Background: ADR is a widely used colonoscopy quality indicator. Calculation of ADR is labor-intensive and cumbersome using current electronic medical databases. Natural language processing (NLP) is a method used to extract meaning from unstructured or free text data.
Aims: (1) To develop and validate an accurate automated process for calculation of adenoma detection rate (ADR) and serrated polyp detection rate (SDR) on data stored in widely used electronic health record systems, specifically Epic electronic health record system, Provation® endoscopy reporting system, and Sunquest PowerPath pathology reporting system.
Methods: Screening colonoscopies performed between June 2010 and August 2015 were identified using the Provation® reporting tool. An NLP pipeline was developed to identify adenomas and sessile serrated polyps (SSPs) on pathology reports corresponding to these colonoscopy reports. The pipeline was validated using a manual search. Precision, recall, and effectiveness of the natural language processing pipeline were calculated. ADR and SDR were then calculated.

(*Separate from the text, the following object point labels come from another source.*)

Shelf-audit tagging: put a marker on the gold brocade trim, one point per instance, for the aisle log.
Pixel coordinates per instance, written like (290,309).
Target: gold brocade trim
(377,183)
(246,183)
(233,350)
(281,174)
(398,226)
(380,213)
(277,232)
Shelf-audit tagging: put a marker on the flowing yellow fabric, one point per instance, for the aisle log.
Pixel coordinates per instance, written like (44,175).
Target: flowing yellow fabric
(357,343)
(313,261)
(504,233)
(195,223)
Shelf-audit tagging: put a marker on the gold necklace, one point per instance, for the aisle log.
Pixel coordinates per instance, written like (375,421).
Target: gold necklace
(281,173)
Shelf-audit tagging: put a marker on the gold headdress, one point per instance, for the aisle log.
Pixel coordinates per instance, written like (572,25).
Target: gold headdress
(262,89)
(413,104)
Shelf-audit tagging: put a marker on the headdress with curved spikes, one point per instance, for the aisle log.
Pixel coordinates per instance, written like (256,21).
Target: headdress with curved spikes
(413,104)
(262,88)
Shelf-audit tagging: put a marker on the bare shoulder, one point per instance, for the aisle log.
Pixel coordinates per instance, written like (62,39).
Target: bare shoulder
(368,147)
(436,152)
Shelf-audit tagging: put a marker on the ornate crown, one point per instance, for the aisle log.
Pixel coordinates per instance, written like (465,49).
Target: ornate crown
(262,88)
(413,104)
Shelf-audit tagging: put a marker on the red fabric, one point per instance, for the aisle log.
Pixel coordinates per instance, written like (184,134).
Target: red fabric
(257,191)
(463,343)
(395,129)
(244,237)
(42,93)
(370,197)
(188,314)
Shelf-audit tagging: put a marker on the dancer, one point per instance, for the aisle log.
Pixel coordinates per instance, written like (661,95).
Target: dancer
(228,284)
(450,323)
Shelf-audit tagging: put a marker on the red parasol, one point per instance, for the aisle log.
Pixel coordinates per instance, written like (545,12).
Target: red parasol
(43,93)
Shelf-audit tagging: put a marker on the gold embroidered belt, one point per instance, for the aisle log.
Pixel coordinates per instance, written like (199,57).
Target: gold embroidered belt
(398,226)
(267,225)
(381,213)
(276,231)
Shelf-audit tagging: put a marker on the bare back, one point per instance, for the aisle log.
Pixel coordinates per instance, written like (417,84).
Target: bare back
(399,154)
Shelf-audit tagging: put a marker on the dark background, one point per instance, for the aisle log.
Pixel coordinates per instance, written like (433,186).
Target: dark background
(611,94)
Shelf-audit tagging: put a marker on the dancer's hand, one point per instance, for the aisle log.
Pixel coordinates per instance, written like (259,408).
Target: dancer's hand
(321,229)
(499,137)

Results: We identified 8032 screening colonoscopies that were linked to 3821 pathology reports (47.6%). The NLP pipeline had an accuracy of 100% for adenomas and 100% for SSPs. Mean total ADR was 29.3% (range 14.7-53.3%); mean male ADR was 35.7% (range 19.7-62.9%); and mean female ADR was 24.9% (range 9.1-51.0%). Mean total SDR was 4.0% (0-9.6%).
Conclusions: We developed and validated an NLP pipeline that accurately and automatically calculates ADRs and SDRs using data stored in Epic, Provation® and Sunquest PowerPath. This NLP pipeline can be used to evaluate colonoscopy quality parameters at both individual and practice levels.
Keywords: Adenoma detection rate; Electronic health record; Natural language processing; Quality.